この幻の歴史の中での成就ともっと長期的な成就の両方があります。歴史的な成就は多分、ユダヤの歴史の特定の暗黒時代(中間時代[訳者註])に見出すことができます。BC 175年から BC 164年の間、彼らは異国の王によって支配されました。アンティオコス・エピファネス4世です。彼はユダヤ人を迫害しました。神を礼拝することを非合法化し、神殿を汚し、何千もの人々を殺しました。しかし、アンティオコスを操っていた霊は彼にこの世的な成功を彼に収めさせます(23-25)が、この同じ霊は世の終わりに現れる反キリストの霊でもあります(2テサロニケ2:3-8、ローマ13:11,14参照)。

ダニエルは「人手によらずに、彼は砕かれる。(ダニエル8:25)」と預言しました。アンティオコスの軍勢はエルサレムに進軍し、8万人のユダヤ人を虐殺し、ゼウス神の礼拝を強要しました。しかし、彼はBC 164年に原因不明の病気で突然不慮の死を遂げます。この預言は、イエスが再臨され、「御口の息をもって(2テサロニケ2:8)」悪魔を粉砕する時に最終的に成就するのを見るでしょう。

ダニエルはまた、他の感覚で先を洞察しました。彼は「聖書の言葉から」理解していました。「私、ダニエルは、みことばを黙想した。…預言者エレミヤの神のみことばに従って(ダニエル9:2,MSG訳、エレミヤ25:11-12、29:10参照)」捕囚は70年で終わろうとしていました。(すなわち、BC 587年からBC 516年の神殿の再建までの期間)

もしあなたが神があなたに、あなたの人生の特定のビジョンを与えて欲しいと願うなら、私たちはこの箇所から二つの鍵を見ることができます。第一に、すべての神が与えるビジョンは「みことばから」この地にもたらされ、私たちに理解をあたえる必要があるということです。第二に、ビジョンの成就は祈りをもって始められるということです。ダニエルは祈りを持って主に向きました。彼は、彼の祈りを聴いてくださる神の偉大さを意識したのです(ダニエル9:4)。

ダニエルの祈りは彼の心から神に溢れ流れ出たものでした。彼は神の偉大さと憐れみと自分自身の価値のなさを意識していました。しかし、彼はまた、彼の祈りに答える能力が神にあることを確信していました。
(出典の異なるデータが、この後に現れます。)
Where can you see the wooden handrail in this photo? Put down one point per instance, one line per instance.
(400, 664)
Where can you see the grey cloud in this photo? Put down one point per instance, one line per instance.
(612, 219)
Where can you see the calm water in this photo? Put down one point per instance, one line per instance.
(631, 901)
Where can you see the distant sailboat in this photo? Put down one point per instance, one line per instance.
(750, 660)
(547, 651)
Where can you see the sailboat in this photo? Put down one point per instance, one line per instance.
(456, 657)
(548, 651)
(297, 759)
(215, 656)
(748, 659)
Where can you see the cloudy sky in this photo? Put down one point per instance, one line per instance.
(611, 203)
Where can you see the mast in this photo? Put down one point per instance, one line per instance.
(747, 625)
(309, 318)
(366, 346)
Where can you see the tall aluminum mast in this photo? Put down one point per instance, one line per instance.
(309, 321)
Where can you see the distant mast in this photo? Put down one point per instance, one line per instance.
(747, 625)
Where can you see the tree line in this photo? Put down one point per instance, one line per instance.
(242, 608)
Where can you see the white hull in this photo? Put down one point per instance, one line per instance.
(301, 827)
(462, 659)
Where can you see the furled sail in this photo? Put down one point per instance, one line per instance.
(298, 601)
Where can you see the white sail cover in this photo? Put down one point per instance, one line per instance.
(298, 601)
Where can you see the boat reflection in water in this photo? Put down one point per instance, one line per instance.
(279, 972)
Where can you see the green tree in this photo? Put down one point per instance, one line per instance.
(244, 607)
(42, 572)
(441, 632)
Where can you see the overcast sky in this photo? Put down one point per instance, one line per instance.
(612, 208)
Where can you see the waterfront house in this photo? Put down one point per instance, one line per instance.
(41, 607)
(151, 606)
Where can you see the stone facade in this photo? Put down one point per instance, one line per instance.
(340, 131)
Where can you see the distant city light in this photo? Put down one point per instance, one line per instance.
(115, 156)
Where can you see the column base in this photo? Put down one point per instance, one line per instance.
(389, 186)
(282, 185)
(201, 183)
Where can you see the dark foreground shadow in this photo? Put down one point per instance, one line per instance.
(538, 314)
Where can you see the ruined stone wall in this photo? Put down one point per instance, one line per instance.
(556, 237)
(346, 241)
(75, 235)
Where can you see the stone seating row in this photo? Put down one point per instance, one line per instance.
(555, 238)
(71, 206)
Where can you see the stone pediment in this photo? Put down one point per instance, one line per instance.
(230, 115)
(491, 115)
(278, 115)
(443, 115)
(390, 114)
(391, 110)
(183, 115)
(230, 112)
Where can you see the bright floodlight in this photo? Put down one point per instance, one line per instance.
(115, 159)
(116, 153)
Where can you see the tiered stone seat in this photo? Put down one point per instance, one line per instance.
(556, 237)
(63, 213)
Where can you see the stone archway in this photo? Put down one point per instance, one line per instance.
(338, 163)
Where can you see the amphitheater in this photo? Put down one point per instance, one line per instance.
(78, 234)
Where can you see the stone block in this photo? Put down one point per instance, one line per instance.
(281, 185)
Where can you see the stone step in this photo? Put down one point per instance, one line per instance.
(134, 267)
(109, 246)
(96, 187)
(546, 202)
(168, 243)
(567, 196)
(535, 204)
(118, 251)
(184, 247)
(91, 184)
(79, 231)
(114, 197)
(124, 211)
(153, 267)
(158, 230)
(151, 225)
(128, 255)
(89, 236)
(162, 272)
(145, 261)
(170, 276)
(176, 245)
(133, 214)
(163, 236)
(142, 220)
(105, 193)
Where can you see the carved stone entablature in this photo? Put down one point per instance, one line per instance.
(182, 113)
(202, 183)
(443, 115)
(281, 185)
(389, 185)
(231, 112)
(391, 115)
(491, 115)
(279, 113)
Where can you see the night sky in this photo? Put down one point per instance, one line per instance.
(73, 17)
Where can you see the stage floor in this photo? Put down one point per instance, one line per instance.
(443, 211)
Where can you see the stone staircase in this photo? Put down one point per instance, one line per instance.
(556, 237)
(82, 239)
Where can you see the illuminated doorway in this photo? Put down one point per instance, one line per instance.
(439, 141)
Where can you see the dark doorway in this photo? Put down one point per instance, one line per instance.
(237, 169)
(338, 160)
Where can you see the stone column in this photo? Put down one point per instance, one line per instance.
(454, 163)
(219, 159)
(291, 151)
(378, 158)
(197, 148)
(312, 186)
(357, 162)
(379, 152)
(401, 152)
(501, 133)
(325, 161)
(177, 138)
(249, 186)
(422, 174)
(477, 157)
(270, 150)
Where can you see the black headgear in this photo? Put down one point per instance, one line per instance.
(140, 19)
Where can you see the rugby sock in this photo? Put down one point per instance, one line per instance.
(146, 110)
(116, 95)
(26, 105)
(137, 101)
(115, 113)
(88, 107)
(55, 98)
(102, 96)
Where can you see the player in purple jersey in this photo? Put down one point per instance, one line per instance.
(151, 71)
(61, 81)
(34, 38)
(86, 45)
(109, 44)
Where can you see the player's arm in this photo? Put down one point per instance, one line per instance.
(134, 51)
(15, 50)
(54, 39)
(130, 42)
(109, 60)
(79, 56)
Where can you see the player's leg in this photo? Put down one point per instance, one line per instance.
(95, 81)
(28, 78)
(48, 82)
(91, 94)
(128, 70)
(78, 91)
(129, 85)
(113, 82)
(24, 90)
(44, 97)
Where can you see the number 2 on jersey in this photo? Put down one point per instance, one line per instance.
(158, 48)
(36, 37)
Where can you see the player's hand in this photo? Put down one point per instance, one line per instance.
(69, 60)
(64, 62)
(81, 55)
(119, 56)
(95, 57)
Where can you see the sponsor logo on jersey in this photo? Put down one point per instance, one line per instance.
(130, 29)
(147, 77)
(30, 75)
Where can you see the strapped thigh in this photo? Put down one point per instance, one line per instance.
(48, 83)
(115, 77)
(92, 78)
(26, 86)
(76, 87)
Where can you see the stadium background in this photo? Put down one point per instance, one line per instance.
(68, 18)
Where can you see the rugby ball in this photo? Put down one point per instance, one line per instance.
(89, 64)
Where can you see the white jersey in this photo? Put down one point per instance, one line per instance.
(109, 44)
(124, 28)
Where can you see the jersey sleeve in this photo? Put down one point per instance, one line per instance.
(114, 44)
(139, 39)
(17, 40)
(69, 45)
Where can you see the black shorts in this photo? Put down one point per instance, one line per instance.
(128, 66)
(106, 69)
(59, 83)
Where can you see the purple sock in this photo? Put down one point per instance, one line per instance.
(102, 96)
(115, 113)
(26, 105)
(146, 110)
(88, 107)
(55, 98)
神はあなたにあなたの心にあることを話して欲しいと願っておられるのです。あなたは神に話すのを控えたり、検閲する必要はありません。あるいはあなた以外の何者かとなって神の前に出て行こうとする必要はないのです。神はすでにあなたのことをよくご存じです。神はそれをあなたから聞きたいのです。そしてあなたと一緒にそのことを話したいのです。あなたがこうでなければならないと考える方法ではなく、神があなたに設けられた方法で祈りなさい。

ダニエルは、彼らは神を無視し、自分の欲するままを行い、考え得るあらゆる道で罪を犯したことを告白しました。彼らは罪責と恥に満ちていたのです(3-16,MSG訳)」

しかしダニエルは、主を愛する者を神があきらめないことを知っていました(4,MSG訳)。そして「あわれみが私たちの唯一の望み(9,MSG訳)」であることを知っていました。

その土台に立って、彼は自分の町と国のために祈りました(17-19)。ダニエルの祈りは答えられました。あなたもまた、自分の町と国のために祈ることとが出来ます。そして神があなたの祈りを聴いてくださり、あなたに神が与えたビジョンが成就することを信じることが出来るのです。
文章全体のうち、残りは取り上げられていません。